YouTube or YouLose?

It's changed politics, but the Web has yet to put someone in the White House.

July 23, 2007 — -- The Internet's ability to energize apathetic voters may be put to the acid test this election season as more candidates look to the Web to build support -- and all-important campaign dollars.

Campaigns began to embrace the Web in a big way four years ago, calling the phenomenon "the future of campaigning" and "transforming politics."

Those phrases were used to describe Howard Dean's 2004 presidential primary bid because of its savvy use of the Internet to mobilize supporters and raise money. Of course, even after encouraging hundreds of thousands of people to donate money, Dean's campaign fizzled after an over-the-top offline rant by the candidate to his supporters. Voters went on to pick John Kerry to be the Democratic candidate.

Those same phrases are now being used to describe tonight's CNN/YouTube debate, Barack Obama's Internet-savvy supporters and Ron Paul's online fundraising machine.

One thing is clear: The Internet is a far more potent force in politics than it was four years ago.

"It's a bigger part of our society," said Andrew Rasiej, a co-founder of the nonpartisan Web site techPresident.com, who thinks that Obama will fare better than Dean for a number of reasons. "A lot of people who worked for Dean and learned for that experience work for Obama now.

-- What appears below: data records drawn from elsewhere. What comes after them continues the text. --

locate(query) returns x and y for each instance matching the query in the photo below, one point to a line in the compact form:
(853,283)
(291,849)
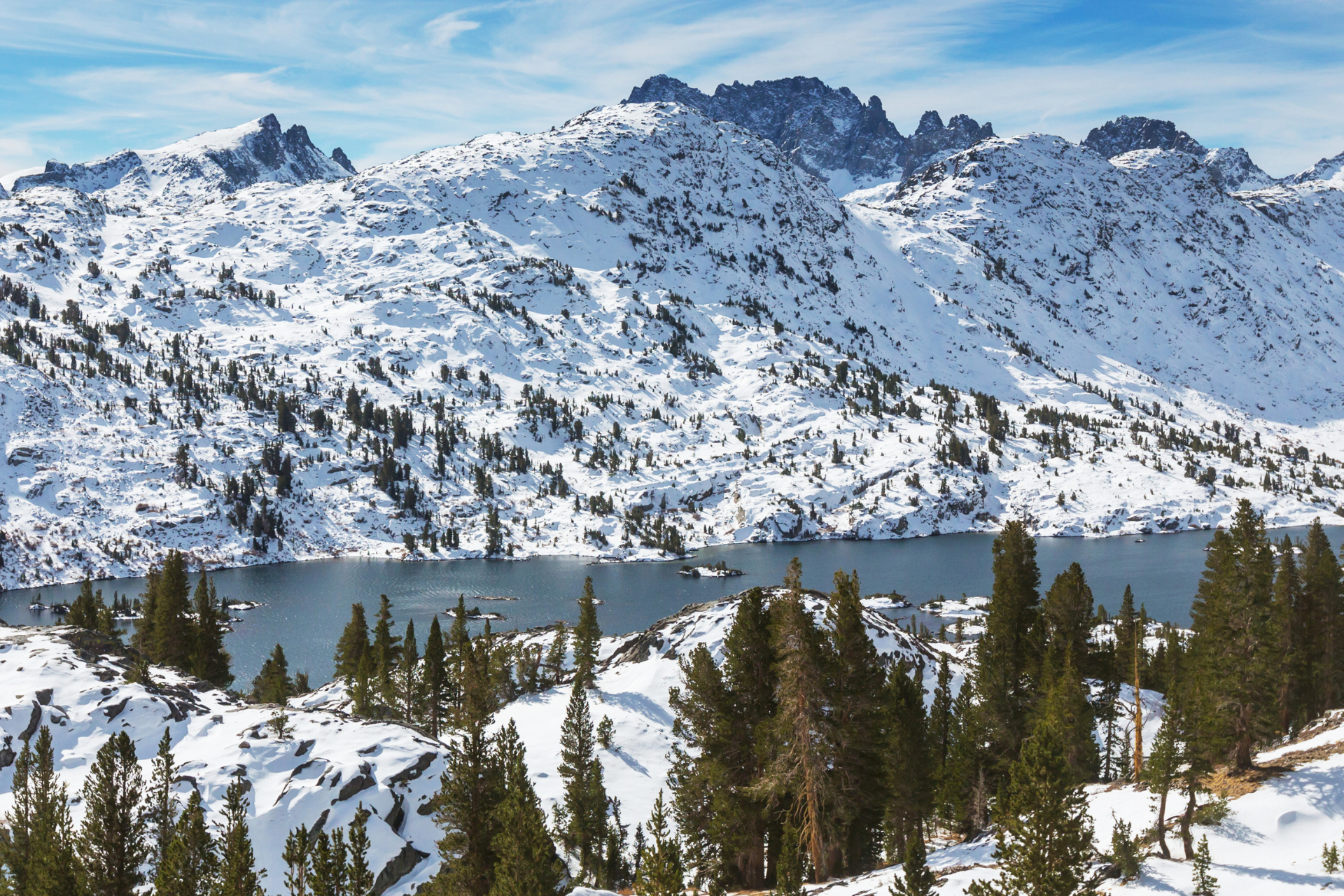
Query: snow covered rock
(824,130)
(76,684)
(1128,133)
(211,164)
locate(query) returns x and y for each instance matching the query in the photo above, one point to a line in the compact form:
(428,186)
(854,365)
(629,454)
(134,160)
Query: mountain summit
(825,131)
(210,164)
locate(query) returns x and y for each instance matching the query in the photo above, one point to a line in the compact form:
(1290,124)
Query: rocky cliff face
(1136,132)
(824,130)
(209,166)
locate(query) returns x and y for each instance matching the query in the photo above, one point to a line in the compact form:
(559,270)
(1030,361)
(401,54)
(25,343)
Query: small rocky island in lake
(711,570)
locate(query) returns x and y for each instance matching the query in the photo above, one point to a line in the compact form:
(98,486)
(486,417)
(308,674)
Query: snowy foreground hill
(645,331)
(1270,841)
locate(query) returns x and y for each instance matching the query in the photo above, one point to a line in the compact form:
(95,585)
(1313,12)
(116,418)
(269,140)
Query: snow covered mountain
(647,330)
(827,132)
(207,166)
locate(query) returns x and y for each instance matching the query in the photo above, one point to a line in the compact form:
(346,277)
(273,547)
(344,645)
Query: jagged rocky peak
(1128,133)
(343,160)
(825,130)
(209,164)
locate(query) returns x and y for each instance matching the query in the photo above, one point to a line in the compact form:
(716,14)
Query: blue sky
(386,80)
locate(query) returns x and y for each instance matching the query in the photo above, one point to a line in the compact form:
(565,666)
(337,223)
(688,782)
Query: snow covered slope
(647,321)
(62,678)
(207,166)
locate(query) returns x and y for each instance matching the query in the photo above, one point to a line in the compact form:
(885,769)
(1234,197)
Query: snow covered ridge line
(647,332)
(318,776)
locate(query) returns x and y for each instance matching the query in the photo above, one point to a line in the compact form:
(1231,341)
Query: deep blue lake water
(308,603)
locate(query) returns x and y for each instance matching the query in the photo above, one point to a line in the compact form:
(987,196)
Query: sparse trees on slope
(587,636)
(1008,653)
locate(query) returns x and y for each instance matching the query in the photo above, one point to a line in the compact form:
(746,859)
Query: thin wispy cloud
(83,80)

And there are better tools available now such as Facebook, MySpace, YouTube. Those are pretty strong examples of how the dynamics have changed."

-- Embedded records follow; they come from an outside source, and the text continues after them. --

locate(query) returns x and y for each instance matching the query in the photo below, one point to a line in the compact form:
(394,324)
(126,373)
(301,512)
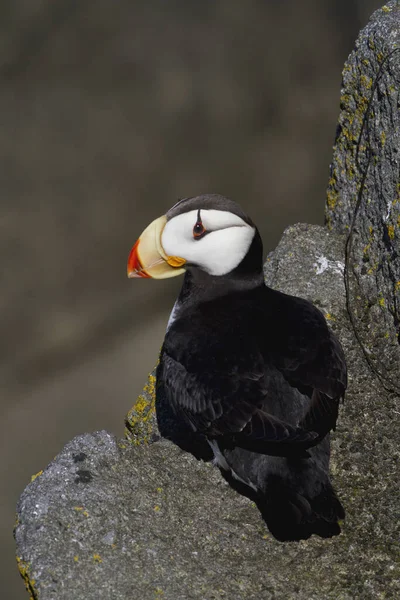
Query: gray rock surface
(117,520)
(367,146)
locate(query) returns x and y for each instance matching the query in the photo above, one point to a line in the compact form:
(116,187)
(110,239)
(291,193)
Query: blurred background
(110,112)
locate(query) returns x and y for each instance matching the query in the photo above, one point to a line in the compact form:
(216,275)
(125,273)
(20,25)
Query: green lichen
(23,568)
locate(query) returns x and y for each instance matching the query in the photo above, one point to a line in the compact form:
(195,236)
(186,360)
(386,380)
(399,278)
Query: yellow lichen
(366,82)
(23,568)
(36,475)
(139,424)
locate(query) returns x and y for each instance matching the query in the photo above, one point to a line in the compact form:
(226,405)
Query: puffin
(248,377)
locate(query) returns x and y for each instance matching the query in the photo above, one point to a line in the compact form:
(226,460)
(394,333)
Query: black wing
(218,399)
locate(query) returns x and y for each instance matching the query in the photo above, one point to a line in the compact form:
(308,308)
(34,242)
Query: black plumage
(254,378)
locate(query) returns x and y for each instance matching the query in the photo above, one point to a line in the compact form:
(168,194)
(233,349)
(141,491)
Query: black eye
(198,230)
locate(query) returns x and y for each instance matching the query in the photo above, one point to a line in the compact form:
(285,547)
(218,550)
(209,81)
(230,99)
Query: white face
(219,250)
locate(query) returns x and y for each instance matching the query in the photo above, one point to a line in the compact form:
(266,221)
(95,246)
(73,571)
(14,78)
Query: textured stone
(367,146)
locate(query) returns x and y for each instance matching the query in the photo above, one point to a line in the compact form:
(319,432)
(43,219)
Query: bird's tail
(292,516)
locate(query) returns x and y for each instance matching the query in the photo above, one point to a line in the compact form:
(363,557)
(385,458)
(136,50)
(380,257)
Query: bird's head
(208,232)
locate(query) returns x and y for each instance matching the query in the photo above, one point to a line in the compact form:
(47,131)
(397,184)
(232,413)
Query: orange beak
(147,258)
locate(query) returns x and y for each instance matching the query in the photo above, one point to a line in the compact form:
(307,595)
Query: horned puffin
(248,376)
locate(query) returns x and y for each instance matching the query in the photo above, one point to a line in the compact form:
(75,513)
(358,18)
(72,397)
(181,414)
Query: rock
(138,518)
(367,146)
(119,520)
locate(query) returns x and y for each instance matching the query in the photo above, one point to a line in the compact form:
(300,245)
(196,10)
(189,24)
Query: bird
(249,377)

Tonight's debate will feature all eight Democratic candidates answering voters' questions submitted via video. "This debate offers a real chance to bring new people into the political process," said John G. Palfrey, the director of Harvard's Berkman Center for Internet & Society.

"I think what the Internet can do is it can give candidates a much bigger platform, a much quicker platform that would have been possible 20 years ago," said John Hlinko, a grass-roots campaign expert who has worked with DraftObama.org and helped John Edwards with his first podcast. "The big question is when people are watching [tonight's debate], does it resonate?"

"Things have changed but not completely," said Palfrey, comparing the use of the Internet in political campaigns to e-commerce. "You still have to convince voters to go to the polls and raise money. The Internet is becoming a more important force in politics, but this is not the entire populace you're talking about."

Online fundraising and the use of YouTube have helped candidates who are willing to take a risk, Palfrey said. Obama has four times as many Facebook friends as Clinton, and Paul has more Facebook and MySpace friends than the Republican front-runners. Both candidates have more than 2 million YouTube views apiece, outdrawing their competitors.

But that doesn't seem to be hurting the candidates who are less popular on the Internet. "Look at Rudy Giuliani, who has no online presence to speak of," said Palfrey. "His Web site is more of a brochure and less a meaningful engaged two-way conversation type of site. But he's been doing just fine."

As for tonight's debate, he thinks that it represents a chance to bring new people into the political process. Questions that have been suggested by YouTube users range from the serious, touching on the crisis in Darfur and health insurance, to the offbeat, such as a seven-second clip of a black cat asking. "How can you protect my food in the future?"

Hlinko is excited about the debate's potential but understands that it might not reach a broad audience.

"You'd think that even hearing the words 'YouTube' would frighten a lot of people who are older," he says. "No doubt people who hear about this and are intrigued by it, the freewheeling questions, will be overwhelmingly on the grass-roots side. But I like to think that it's part of a trend and pretty soon YouTube will be a method of asking questions."

Whether the Internet will really transform the race for the White House this time around, of course, is an open question, especially in a presidential contest that's still more than 15 months away.

Perhaps the Web will just mobilize tech heads and college students and fail to have any impact on that silent majority of Americans who actually go to the polls and vote.

After all, Obama still trails Hillary Clinton in the opinion polls and Paul's currently polling fourth behind the more traditional campaigns run by Rudy Giuliani, Mitt Romney and John McCain.